First of all, a bit of a background. I'm the developer behind Ncat's
--lua-exec feature, recently released in Nmap 6.40 package. Although
the --lua-exec scripts can do really powerful things (in
lua-exec-examples I'm working on a small HTTP server as a nice
demonstration), it has its shortcomings. One of them is that it is
currently impossible to write any filter scripts that would, for
example, implement Websocket protocol. The reason for this is that
although you can read and write to the socket (and even output
messages using standard error stream), there's no way to read Ncat's
standard input.

That's when ncatins come in. The idea behind them is to allow the user
(or rather - the program ran using --exec, --sh-exec or --lua-exec) to
open Ncat's standard input/output and read/write to it as you would to
any other file. In order to do that, Ncat exports a new pair of
environment variables - depending on the system, you'd get
NCAT_INPUT_FD and NCAT_OUTPUT_FD on Linux, or NCAT_INPUT_PIPE and
NCAT_OUTPUT_PIPE on Windows. On Linux, the values of the variables
point to numbers of file descriptors ready for opening in order to
read/write to Ncat's standard streams - just call fdopen() and you're
set. On Windows, due to its limitations, there's a bit more dancing
involved - you need to connect to the named pipe, with the filename
from the environment variable.

For Lua, I made it much simpler to access ncatin/ncatout (as I call
Ncat's stdin/stdout equivalents) - they are already opened and ready
for reading/writing, waiting for you in the "io" module.
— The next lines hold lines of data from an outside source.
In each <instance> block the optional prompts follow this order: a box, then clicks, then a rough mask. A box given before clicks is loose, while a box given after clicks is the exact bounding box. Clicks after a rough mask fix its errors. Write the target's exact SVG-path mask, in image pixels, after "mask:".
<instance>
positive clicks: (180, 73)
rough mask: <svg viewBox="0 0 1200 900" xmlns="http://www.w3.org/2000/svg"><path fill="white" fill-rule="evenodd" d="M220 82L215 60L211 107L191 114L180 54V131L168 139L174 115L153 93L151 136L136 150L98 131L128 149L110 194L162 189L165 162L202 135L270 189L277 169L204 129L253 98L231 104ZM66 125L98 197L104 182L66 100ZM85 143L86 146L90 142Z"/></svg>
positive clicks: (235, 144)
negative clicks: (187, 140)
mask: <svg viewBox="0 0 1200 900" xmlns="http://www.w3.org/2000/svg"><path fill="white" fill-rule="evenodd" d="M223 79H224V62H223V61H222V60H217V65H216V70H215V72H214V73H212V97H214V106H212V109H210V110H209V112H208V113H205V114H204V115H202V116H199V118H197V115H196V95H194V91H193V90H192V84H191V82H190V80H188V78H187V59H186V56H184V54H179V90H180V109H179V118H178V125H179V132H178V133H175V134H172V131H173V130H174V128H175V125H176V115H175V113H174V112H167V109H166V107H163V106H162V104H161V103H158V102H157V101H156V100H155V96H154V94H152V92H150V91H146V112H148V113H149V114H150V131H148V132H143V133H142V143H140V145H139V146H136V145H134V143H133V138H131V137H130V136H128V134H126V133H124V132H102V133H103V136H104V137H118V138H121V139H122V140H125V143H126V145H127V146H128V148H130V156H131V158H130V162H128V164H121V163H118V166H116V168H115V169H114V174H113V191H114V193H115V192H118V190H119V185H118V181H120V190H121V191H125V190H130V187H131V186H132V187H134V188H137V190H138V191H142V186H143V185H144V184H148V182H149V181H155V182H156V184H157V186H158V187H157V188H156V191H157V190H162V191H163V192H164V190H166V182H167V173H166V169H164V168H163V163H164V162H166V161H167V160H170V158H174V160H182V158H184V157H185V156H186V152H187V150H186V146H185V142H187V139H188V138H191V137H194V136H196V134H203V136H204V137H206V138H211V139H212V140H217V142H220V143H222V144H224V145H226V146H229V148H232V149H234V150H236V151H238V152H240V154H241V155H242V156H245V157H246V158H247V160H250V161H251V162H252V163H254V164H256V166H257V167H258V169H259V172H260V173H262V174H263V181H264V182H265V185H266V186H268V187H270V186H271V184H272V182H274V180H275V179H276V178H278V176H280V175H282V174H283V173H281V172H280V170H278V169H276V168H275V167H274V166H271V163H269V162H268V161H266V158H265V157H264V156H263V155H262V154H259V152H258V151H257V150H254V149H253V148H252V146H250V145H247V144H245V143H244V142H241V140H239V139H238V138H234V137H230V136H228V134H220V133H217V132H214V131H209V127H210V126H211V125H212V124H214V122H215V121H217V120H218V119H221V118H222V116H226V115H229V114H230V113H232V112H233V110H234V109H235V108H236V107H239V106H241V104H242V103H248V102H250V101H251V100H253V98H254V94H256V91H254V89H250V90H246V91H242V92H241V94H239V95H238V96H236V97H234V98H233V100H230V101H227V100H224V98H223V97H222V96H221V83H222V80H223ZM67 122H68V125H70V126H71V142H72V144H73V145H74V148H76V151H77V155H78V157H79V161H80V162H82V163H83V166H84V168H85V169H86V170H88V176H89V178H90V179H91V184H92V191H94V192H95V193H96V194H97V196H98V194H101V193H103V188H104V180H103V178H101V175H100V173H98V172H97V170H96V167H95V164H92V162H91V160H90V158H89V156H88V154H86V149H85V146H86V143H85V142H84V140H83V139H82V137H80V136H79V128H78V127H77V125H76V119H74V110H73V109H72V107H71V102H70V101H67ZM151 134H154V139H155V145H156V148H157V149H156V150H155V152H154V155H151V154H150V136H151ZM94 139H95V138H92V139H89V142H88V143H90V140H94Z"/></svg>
This works
the same way on both Windows and POSIX systems.

To try the feature out, pull the code from d33tah/ncat-env-ncatins
branch and build it. On Unix systems, here are the commands you need
to run:

svn co https://svn.nmap.org/nmap-exp/d33tah/ncat-env-ncatins
cd ncat-lua
./configure
make

Now, you can cd into the ncat directory and run the
"hello-ncatout.lua" script to see if the code works:

cd ncat
./ncat --listen --lua-exec scripts/hello-ncatout.lua
# And, in another terminal...
./ncat localhost
# (now type in some text in the first terminal and hit return)

This works in connect mode too, of course. Since there's no
io.select() (yet), the first filter demo, demonstrating Websocket, is
written in Python. It's currently very hacky (not exactly RFC
compliant) and does not work on Windows (and has echo.websocket.org
hardcoded), though on Unix systems you can for example call the
following command and type some stuff to see it repeated by
echo.websocket.org:

./ncat --sh-exec "python scripts/ws.py" echo.websocket.org 80

As for the documentation, in r31690 I updated ncat.xml to include some
data about the usage of new feature. It's likely I'll add more demo
scripts - the ws.py is basically a ported ws.lua from ncat-lua-with
branch and I will consider porting base64, rot13, telnet and IRC demos
too. Have a look at scripts/hello-ncatout.lua code, too.

I'd be really grateful for testing this feature and feedback on
whether it works. Comments on the interface itself are welcome too.

So, does it work for you? What do you think about it?